UN: Family farming to end hunger and achieve sustainable development

UN: Family farming to end hunger and achieve sustainable development
The UN General Assembly President stressed on key role of family farming to end hunger and achieve sustainable development

Family farmers, who are on the frontline of global efforts to fight undernourishment and other forms of malnutrition and to promote healthy eating, require stronger support amid rising hunger and obesity around the world, the President of the UN General Assembly, Maria Fernanda Espinosa, said in Rome Monday at an international dialogue co-organised by Food and Agriculture Organization of the United Nations (FAO) and International Fund for Agricultural Development (IFAD) to discuss challenges and opportunities for family farming.
“In a world where one third of the food produced is lost or wasted and one third of land is used for livestock production, they are vital socio-economic actors who can support improved livelihoods, job creation, community cohesion, and development in rural areas,” she said.
Espinosa noted that family farmers make an essential contribution to safeguarding agro-biodiversity and traditional knowledge, in the context of alarming warnings that nearly one million plants and animal species are at risk of extinction.
“We also have a huge challenge ahead both in terms of inequality and quality of food worldwide”, she said highlighting that the world is witnessing a simultaneous worrisome rise of hunger and obesity rates.
“From pastoralists to indigenous peoples, forest dwellers, family farmers make a crucial, crucial contribution to the 2030 Agenda for sustainable development,” she said.
UN Decade of Family Farming and Global Action Plan
The meeting took place place ahead of the launch on Wednesday (29 May) of the United Nations Decade of Family Farming (UNDFF, 2019-2028) and a Global Action Plan to boost support for family farmers.
Both FAO and IFAD lead activities for the implementation of the Decade of Family Farming, declared by the United Nations at the end of 2017, which aims to create a conducive environment that strengthens the position of family farming, and maximises family farmers’ contributions to global food security and nutrition.
“The UN Decade of Family Farming is an opportunity to increase public awareness on the role that family farmers -many of which are women and young people- play in our society and in our economies,” she said. “It is an opportunity to capture and share their knowledge and to promote greater cooperation between family farmers in different communities and countries.”
The Decade is also an opportunity, she added, for governments to adopt policies to support sustainable and diversified family farming and to move towards a new paradigm for food systems and rural development where the focus is “not solely on production but on how to address socio-economic and environmental sustainability in tandem.”

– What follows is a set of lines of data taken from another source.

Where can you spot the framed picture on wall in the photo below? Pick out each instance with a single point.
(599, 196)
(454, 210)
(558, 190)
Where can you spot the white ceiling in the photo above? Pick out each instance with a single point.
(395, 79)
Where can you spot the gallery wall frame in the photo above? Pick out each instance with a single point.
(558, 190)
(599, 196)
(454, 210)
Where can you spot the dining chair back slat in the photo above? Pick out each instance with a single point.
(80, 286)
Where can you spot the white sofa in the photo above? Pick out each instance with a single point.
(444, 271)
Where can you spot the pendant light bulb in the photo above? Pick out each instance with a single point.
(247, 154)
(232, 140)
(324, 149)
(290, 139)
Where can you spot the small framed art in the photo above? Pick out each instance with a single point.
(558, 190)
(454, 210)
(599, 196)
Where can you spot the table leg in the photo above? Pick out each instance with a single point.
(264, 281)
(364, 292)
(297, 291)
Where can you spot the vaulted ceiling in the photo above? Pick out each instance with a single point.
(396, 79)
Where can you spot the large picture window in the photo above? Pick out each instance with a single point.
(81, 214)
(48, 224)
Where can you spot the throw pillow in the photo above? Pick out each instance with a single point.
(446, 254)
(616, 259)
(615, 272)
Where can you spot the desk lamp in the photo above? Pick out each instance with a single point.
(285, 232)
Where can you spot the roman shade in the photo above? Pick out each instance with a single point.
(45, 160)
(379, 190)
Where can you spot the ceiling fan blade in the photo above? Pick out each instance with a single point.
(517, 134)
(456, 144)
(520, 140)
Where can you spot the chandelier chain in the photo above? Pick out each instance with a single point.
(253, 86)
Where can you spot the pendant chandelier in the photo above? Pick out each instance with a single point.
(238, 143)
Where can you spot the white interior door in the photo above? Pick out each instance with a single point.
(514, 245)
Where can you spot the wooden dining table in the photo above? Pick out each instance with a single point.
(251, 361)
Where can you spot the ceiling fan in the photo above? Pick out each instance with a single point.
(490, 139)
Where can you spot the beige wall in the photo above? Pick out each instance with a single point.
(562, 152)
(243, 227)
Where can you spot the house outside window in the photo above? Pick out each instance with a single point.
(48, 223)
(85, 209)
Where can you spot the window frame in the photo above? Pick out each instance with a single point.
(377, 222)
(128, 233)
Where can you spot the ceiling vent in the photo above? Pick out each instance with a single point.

Family farmers produce 80 percent of the world’s food, and are important drivers of sustainable development.
The President of the UN General Assembly said the Decade is also an opportunity to strengthen family farming organisations and to protect and promote their rights: “The Declaration on the rights of peasants and other people working in rural areas adopted by the UN General Assembly last December represents an important step forward, and we must use this Decade to make progress in its implementation.”
Also speaking at today’s event, FAO Director-General José Graziano da Silva stressed that since the adoption of FAO’s strategy for partnerships with civil society organisations back in 2013, the organisation has opened its door for family farmers to bring their experience, knowledge and technical capacity to FAO.
“One of the first initiatives was the implementation of the International Year of Family Farming, which was very important to raise global awareness of the importance of family farmers but also for them to be recognised as family farmers,” he said, noting that family farming is at the heart of FAO’s work.